La mattina del 30 gennaio scorso un uomo viene travolto da un mezzo pesante sulla tangenziale di Catania, al chilometro 17, tra l’uscita San Giorgio e la Zona industriale. Sul posto arrivano le volanti della polizia stradale e i soccorsi del 118, ma per la vittima, un soldato americano di 28 anni non c’è nulla da fare. Un incidente, forse causato dalla scarsa visibilità delle prime ore del mattino, spiegano gli agenti che sono intervenuti per indagare su quello che, in un primo momento, sembrava essere solo una tragica fatalità. La mattina dopo però il quotidiano La Sicilia collega il fatto con un episodio di violenza sessuale, avvenuto poche ore prima della morte del militare, denunciato alla stazione dei carabinieri di Misterbianco. Una ragazza racconta di essere stata stuprata proprio da un un uomo in divisa in servizio nella base a stelle e strisce di Sigonella. Tra le ipotesi al vaglio della procura, che poco dopo ha aperto un’inchiesta, si fa dunque sempre più pressante il nesso tra i due eventi.
L’avvocato Antonio Giuffrida, legale difensore della giovane donna, non è però totalmente soddisfatto della versione dei fatti e vuole vederci chiaro. A non essere certa, prima di tutto, è la causa stessa della morte del ragazzo. «Sappiamo due cose: l’uomo è sicuramente lo stesso, e la violenza è avvenuta. Detto questo resta da capire se si sia ucciso, volontariamente, o se è successo qualcos’altro. L’unico racconto che abbiamo al momento – continua l’avvocato – è quello dell’autista del Tir, che tra l’altro potrebbe essere potenzialmente accusato di omicidio colposo». Proprio per questo, in concerto con le forze dell’ordine, la difesa sta svolgendo un’indagine. Che dovrebbe fare luce, prima di tutto, sugli orari esatti degli spostamenti del soldato.
«La mia assistita e l’uomo erano amici dall’estate scorsa, da circa sei mesi – spiega ancora il legale – ma non avevano mai avuto nessun tipo di rapporto intimo.

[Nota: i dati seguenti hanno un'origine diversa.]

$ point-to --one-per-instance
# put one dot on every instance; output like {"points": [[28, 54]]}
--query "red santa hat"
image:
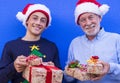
{"points": [[92, 6], [31, 8]]}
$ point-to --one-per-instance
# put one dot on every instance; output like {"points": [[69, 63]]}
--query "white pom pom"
{"points": [[104, 9], [20, 16]]}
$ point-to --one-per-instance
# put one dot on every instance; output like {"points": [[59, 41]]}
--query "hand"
{"points": [[20, 63], [106, 67]]}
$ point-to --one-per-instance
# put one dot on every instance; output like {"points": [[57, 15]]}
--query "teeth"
{"points": [[92, 26]]}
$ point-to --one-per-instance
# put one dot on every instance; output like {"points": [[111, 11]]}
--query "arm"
{"points": [[70, 58], [7, 70], [56, 59]]}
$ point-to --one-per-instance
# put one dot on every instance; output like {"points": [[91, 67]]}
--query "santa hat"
{"points": [[92, 6], [31, 8]]}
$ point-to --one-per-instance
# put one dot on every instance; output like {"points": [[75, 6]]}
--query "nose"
{"points": [[88, 22]]}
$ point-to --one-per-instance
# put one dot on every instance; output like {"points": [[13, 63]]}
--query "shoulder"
{"points": [[113, 35], [47, 42], [78, 39], [13, 42]]}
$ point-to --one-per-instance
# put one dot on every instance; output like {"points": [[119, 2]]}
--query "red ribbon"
{"points": [[49, 72]]}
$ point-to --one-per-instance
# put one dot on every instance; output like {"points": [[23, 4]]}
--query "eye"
{"points": [[82, 20], [43, 20], [35, 18]]}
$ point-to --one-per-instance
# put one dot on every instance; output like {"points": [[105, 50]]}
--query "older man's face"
{"points": [[90, 23]]}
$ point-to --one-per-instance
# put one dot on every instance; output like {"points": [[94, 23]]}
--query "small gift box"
{"points": [[78, 71], [34, 60], [43, 74], [93, 66], [81, 75]]}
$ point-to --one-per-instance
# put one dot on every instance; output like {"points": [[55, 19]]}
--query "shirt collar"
{"points": [[98, 36]]}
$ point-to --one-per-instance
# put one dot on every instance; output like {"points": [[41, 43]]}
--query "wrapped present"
{"points": [[43, 74], [93, 66], [34, 60], [81, 74], [78, 71]]}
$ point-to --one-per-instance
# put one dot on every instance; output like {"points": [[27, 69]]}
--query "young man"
{"points": [[36, 18], [96, 41]]}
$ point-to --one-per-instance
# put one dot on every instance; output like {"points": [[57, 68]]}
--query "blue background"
{"points": [[63, 28]]}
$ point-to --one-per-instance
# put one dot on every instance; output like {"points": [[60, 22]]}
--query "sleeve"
{"points": [[56, 59], [70, 58], [7, 70], [114, 71]]}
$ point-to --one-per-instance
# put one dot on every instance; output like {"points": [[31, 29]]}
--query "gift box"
{"points": [[78, 71], [93, 67], [81, 75], [34, 60], [43, 74]]}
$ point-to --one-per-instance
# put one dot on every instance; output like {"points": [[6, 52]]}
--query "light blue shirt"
{"points": [[106, 45]]}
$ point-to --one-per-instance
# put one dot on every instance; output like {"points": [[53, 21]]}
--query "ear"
{"points": [[26, 23]]}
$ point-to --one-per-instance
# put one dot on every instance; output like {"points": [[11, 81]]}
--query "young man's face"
{"points": [[90, 23], [36, 23]]}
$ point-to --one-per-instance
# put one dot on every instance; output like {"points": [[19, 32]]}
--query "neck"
{"points": [[31, 38], [90, 37]]}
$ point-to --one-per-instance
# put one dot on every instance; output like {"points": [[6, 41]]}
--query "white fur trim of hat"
{"points": [[31, 8], [90, 7]]}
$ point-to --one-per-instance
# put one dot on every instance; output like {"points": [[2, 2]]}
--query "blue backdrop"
{"points": [[63, 28]]}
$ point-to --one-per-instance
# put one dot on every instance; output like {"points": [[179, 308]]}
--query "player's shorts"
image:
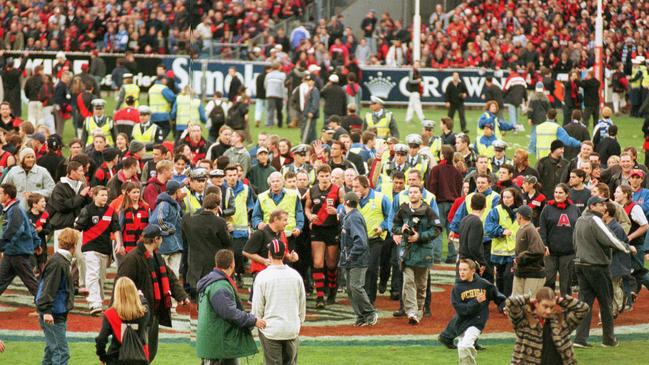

Al momento della violenza lei si trovava a casa dell’americano, a Misterbianco, dove era arrivata con la sua macchina, la stessa che ha poi utilizzato, dopo essere scappata, per arrivare dai carabinieri». Questi ultimi, secondo Giuffrida, avrebbero immediatamente mandato una volante sul posto ma «probabilmente non hanno fatto in tempo, mancandolo per pochi minuti». Un intervallo di tempo fatale, nel quale l’aggressore, forse spaventato dalle conseguenze legali del fatto, avrebbe deciso di fuggire. «Gli uomini dell’Arma hanno trovato la porta di casa aperta – aggiunge Giuffrida – e hanno iniziato a cercarlo. Hanno svolto un ottimo lavoro, ma l’uomo forse è stato più veloce».
Nonostante il collegamento, che porterebbe all’estinzione del caso per la morte del presunto colpevole, i difensori stanno valutando due ipotesi per il futuro. Da un lato potrebbero chiedere un risarcimento del danno agli eredi del defunto o, dall’altro, potrebbero provare a rivolgersi direttamente al governo americano.